🤖 AI Summary
This work addresses the modeling of incentives in agent decision-making, systematically distinguishing *response incentives* (how environmental variables affect the optimal policy), *instrumental control incentives* (whether the agent actively manipulates environment variables, e.g., user preferences), and *influence incentives* (variables the agent alters—intentionally or unintentionally). We propose the Structural Causal Influence Model (SCIM), the first framework unifying influence diagrams with structural causal models. Building on causal reasoning, graph theory, and formal modeling, we derive the first decidable graphical criteria for identifying and classifying all three incentive types in single-decision settings.
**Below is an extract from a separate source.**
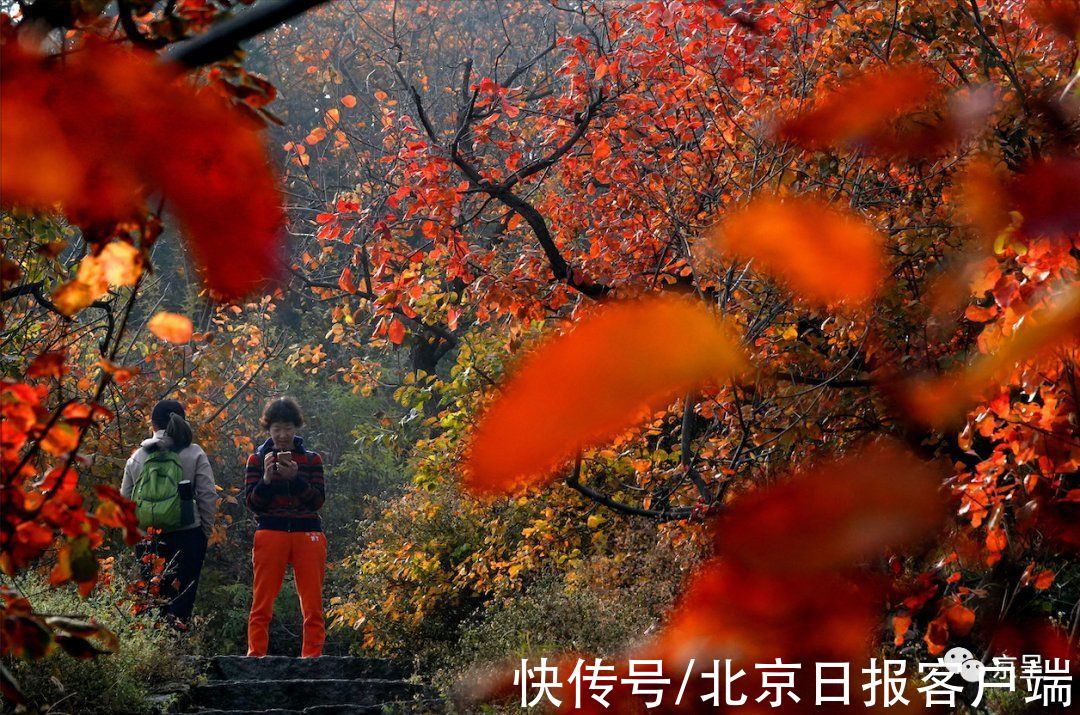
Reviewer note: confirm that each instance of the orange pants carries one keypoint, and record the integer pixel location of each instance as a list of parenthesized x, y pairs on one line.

Our approach enables precise, theoretically grounded incentive attribution, significantly enhancing the interpretability and controllability of agent behavior. Empirically, it improves predictive accuracy of behavioral tendencies in fairness-critical and AI safety–sensitive applications, supporting more robust and transparent autonomous decision-making.
📝 Abstract
Which variables does an agent have an incentive to control with its decision, and which variables does it have an incentive to respond to? We formalise these incentives, and demonstrate unique graphical criteria for detecting them in any single decision causal influence diagram. To this end, we introduce structural causal influence models, a hybrid of the influence diagram and structural causal model frameworks. Finally, we illustrate how these incentives predict agent incentives in both fairness and AI safety applications.